Kitap kulübünde Türk yazarlara öncelik vermek istediğimiz
bir dönem geçiriyoruz. Leyla Erbil’den sonra bir süre ara verip Ayfer Tunç ile
kaldığımız yerden devam etmiştik. Mayıs ayı Tezer Özlü buluşmasıydı.
Bildiğimizden değil, hiçbirimizin evvelden okumadığı ilk kitaptı sanırım.
YKY’den çıkan kitapları arasında ikilemde kaldık, ilk romanı “Çocukluğun soğuk geceleri” mi olsun, ödüllü “Yaşamın
ucuna yolculuk” mu olsun derken bir de baktık, ikisini de (hatta “kalanlar”la
birlikte üçünü de) okumaya karar vermişiz. Daha doğrusu bizim derdimiz bir
kitabını okumaktan çok Tezer Özlü’nin kendisini, kişiliğini okumaya çalışmaktı.
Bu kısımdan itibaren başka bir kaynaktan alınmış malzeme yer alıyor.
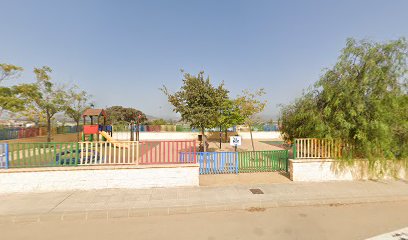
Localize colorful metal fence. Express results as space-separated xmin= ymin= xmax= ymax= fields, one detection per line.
xmin=197 ymin=152 xmax=238 ymax=174
xmin=139 ymin=140 xmax=197 ymax=164
xmin=293 ymin=138 xmax=345 ymax=158
xmin=8 ymin=142 xmax=79 ymax=168
xmin=238 ymin=150 xmax=289 ymax=173
xmin=0 ymin=126 xmax=82 ymax=140
xmin=78 ymin=141 xmax=139 ymax=165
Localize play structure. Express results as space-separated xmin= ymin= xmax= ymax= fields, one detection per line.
xmin=82 ymin=108 xmax=133 ymax=148
xmin=82 ymin=108 xmax=113 ymax=142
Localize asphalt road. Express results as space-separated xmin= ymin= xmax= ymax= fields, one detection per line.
xmin=0 ymin=202 xmax=408 ymax=240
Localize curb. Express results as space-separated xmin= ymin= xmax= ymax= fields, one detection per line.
xmin=0 ymin=196 xmax=408 ymax=225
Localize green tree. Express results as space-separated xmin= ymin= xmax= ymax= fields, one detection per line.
xmin=105 ymin=106 xmax=147 ymax=125
xmin=17 ymin=66 xmax=66 ymax=142
xmin=161 ymin=71 xmax=228 ymax=151
xmin=65 ymin=86 xmax=91 ymax=141
xmin=236 ymin=88 xmax=267 ymax=151
xmin=219 ymin=98 xmax=245 ymax=142
xmin=281 ymin=38 xmax=408 ymax=159
xmin=0 ymin=63 xmax=24 ymax=116
xmin=148 ymin=118 xmax=169 ymax=125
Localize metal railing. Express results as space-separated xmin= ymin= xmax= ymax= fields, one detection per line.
xmin=293 ymin=138 xmax=343 ymax=158
xmin=238 ymin=150 xmax=289 ymax=173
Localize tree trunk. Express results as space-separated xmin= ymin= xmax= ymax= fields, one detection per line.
xmin=47 ymin=113 xmax=51 ymax=142
xmin=248 ymin=125 xmax=255 ymax=152
xmin=201 ymin=127 xmax=207 ymax=152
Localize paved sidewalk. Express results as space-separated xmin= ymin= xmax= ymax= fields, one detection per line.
xmin=0 ymin=181 xmax=408 ymax=224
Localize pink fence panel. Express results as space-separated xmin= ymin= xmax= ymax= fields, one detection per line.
xmin=139 ymin=140 xmax=197 ymax=164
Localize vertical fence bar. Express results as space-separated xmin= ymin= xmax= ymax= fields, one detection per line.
xmin=4 ymin=143 xmax=9 ymax=169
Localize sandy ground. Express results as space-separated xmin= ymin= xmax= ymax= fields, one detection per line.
xmin=200 ymin=172 xmax=292 ymax=187
xmin=0 ymin=202 xmax=408 ymax=240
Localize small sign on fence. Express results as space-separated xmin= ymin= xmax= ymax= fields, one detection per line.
xmin=230 ymin=136 xmax=241 ymax=147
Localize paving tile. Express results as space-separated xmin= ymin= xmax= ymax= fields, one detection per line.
xmin=169 ymin=207 xmax=188 ymax=215
xmin=61 ymin=212 xmax=86 ymax=221
xmin=40 ymin=213 xmax=63 ymax=222
xmin=13 ymin=215 xmax=40 ymax=223
xmin=108 ymin=209 xmax=130 ymax=219
xmin=129 ymin=208 xmax=149 ymax=218
xmin=148 ymin=207 xmax=169 ymax=216
xmin=85 ymin=210 xmax=108 ymax=220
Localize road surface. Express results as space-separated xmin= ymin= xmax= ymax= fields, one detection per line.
xmin=0 ymin=202 xmax=408 ymax=240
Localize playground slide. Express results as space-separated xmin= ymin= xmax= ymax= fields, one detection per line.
xmin=99 ymin=131 xmax=128 ymax=148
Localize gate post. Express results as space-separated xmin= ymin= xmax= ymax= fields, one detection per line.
xmin=136 ymin=140 xmax=139 ymax=165
xmin=235 ymin=152 xmax=239 ymax=175
xmin=5 ymin=143 xmax=9 ymax=169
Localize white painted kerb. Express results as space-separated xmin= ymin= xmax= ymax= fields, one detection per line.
xmin=0 ymin=165 xmax=199 ymax=193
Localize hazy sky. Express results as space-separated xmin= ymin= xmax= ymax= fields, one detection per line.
xmin=0 ymin=0 xmax=408 ymax=118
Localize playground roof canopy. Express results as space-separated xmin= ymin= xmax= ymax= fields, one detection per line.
xmin=82 ymin=108 xmax=106 ymax=118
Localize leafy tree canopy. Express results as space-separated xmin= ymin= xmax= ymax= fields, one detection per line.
xmin=0 ymin=63 xmax=24 ymax=116
xmin=148 ymin=118 xmax=169 ymax=125
xmin=162 ymin=71 xmax=228 ymax=151
xmin=280 ymin=38 xmax=408 ymax=159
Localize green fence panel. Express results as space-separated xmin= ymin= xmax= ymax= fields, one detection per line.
xmin=8 ymin=142 xmax=79 ymax=168
xmin=238 ymin=150 xmax=289 ymax=173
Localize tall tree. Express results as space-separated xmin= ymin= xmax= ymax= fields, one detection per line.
xmin=161 ymin=71 xmax=228 ymax=151
xmin=219 ymin=98 xmax=245 ymax=141
xmin=19 ymin=66 xmax=66 ymax=142
xmin=65 ymin=86 xmax=91 ymax=141
xmin=0 ymin=63 xmax=24 ymax=116
xmin=236 ymin=88 xmax=267 ymax=151
xmin=281 ymin=38 xmax=408 ymax=159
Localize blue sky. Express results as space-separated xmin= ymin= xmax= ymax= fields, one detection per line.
xmin=0 ymin=0 xmax=408 ymax=119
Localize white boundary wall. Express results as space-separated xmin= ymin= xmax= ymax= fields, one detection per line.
xmin=113 ymin=131 xmax=281 ymax=141
xmin=289 ymin=159 xmax=408 ymax=182
xmin=0 ymin=164 xmax=199 ymax=194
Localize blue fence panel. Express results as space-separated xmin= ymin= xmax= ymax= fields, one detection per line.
xmin=197 ymin=152 xmax=238 ymax=174
xmin=0 ymin=143 xmax=9 ymax=168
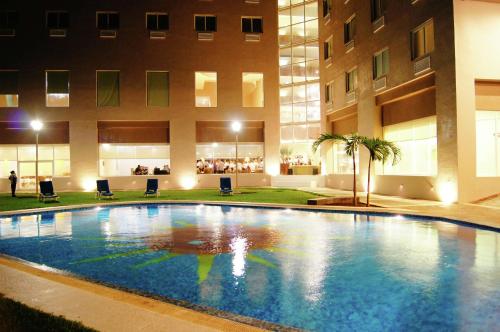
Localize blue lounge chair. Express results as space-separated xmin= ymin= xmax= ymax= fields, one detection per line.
xmin=144 ymin=179 xmax=160 ymax=197
xmin=38 ymin=181 xmax=59 ymax=202
xmin=219 ymin=178 xmax=233 ymax=195
xmin=96 ymin=180 xmax=115 ymax=199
Hangisini okursak okuyalım, tartışacağımız kitabın kendisinden ziyade Tezer
Özlü’yü tartışmak olacaktı. Bunun için seçtiklerimizden başka kitaplar da,
özellikle Leyla Erbil’e mektuplarını, Ferit Edgü ile mektuplarını da okumamız
gerektiğini ancak toplantıdan sonra fark ettik.